Among the 22,000 Second Amendment advocates who marched on Virginia’s capitol Monday was a sheriff and his deputies from one of the state’s more rural counties.
In a video that’s circulated online, the sheriff of Grayson County, Va., said his department would not enforce gun-control legislation that recently passed the state’s Senate if it makes it into law.
“If the bills go through as proposed, they will not be enforced — they’re unconstitutional,” Sheriff Richard Vaughan said. “We swore to uphold the Constitution of the United States and the Constitution of Virginia, and that’s what we’ll do.”
Vaughan was one of thousands of gun enthusiasts who took to Richmond’s streets on Monday, many armed with rifles as they protested.
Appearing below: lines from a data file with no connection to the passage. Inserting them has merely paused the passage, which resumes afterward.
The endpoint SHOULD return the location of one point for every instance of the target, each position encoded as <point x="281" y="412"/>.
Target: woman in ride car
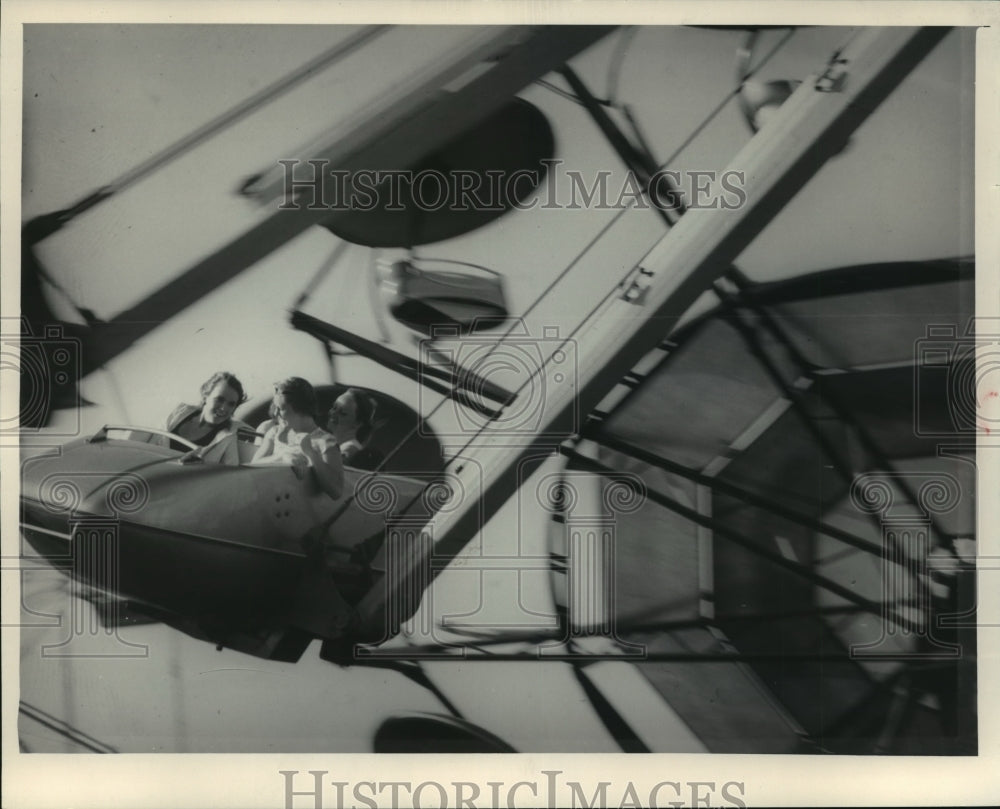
<point x="221" y="394"/>
<point x="295" y="438"/>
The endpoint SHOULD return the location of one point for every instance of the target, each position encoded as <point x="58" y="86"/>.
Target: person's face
<point x="220" y="404"/>
<point x="343" y="415"/>
<point x="281" y="409"/>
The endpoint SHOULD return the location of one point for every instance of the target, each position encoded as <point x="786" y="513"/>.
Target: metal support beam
<point x="812" y="126"/>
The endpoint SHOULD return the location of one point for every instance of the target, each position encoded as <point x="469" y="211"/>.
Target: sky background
<point x="100" y="99"/>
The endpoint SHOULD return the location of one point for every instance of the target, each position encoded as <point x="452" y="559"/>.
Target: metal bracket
<point x="833" y="79"/>
<point x="637" y="288"/>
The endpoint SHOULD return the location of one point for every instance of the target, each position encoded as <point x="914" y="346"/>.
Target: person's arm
<point x="328" y="466"/>
<point x="266" y="447"/>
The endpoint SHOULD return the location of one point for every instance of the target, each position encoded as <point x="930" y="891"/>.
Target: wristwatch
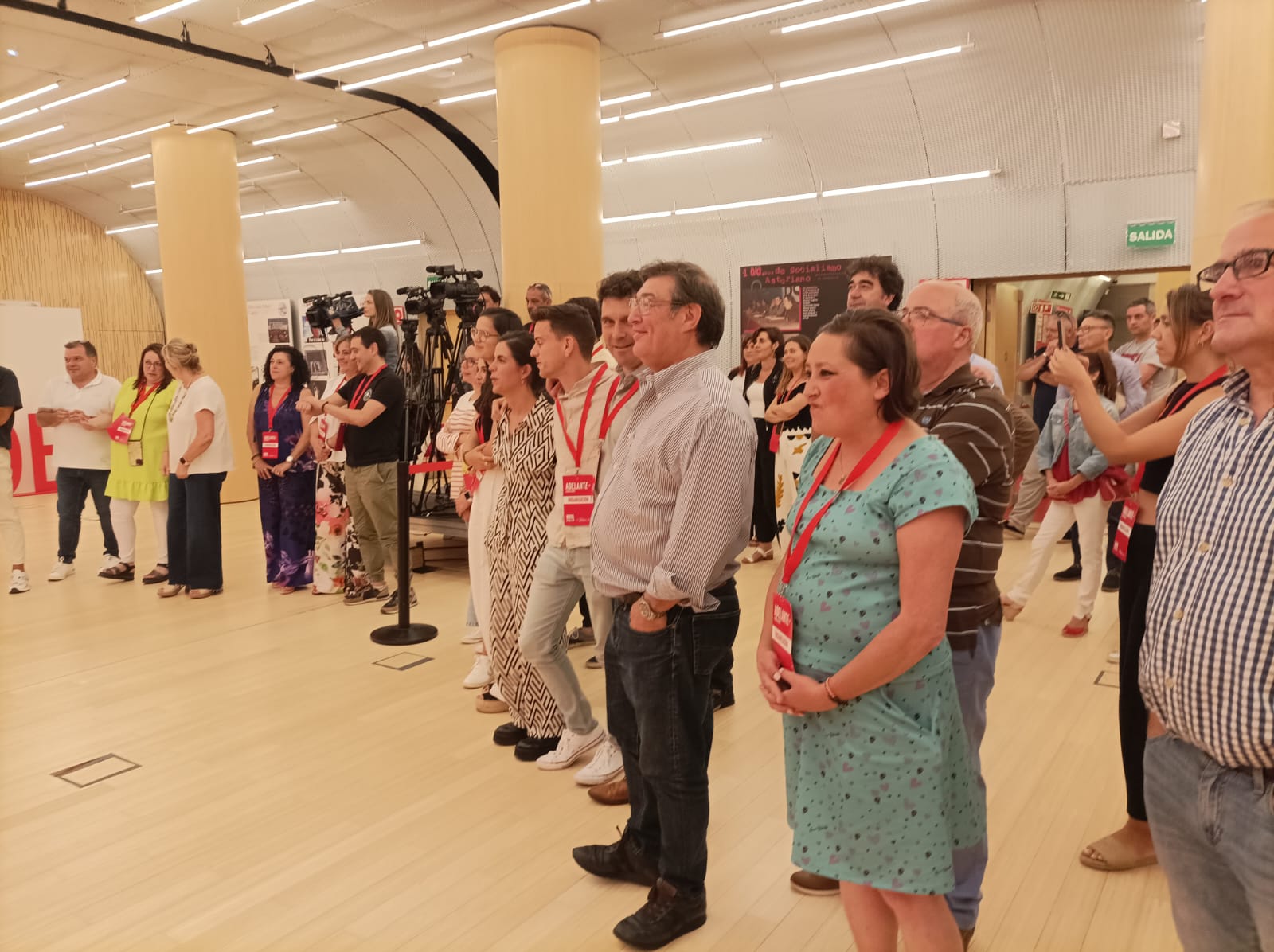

The bills that sparked the rally would, if passed, place further limitations on military-style firearms, limit the frequency of handgun purchases to once a month and allow law enforcement to confiscate weapons from citizens they deem a potential threat.
The bills have passed the state’s Senate but not its House.
Grayson County, like hundreds of localities throughout Virginia, declared itself a “second-amendment sanctuary.” Many experts say, however, that sanctuary resolutions are largely symbolic and not legally binding.
Vaughan doubled down on his comments during an interview with Fox News on Monday night.
“We took an oath to uphold the Constitution of the United States and the Constitution of Virginia," he said, “and that’s what we’re gonna do."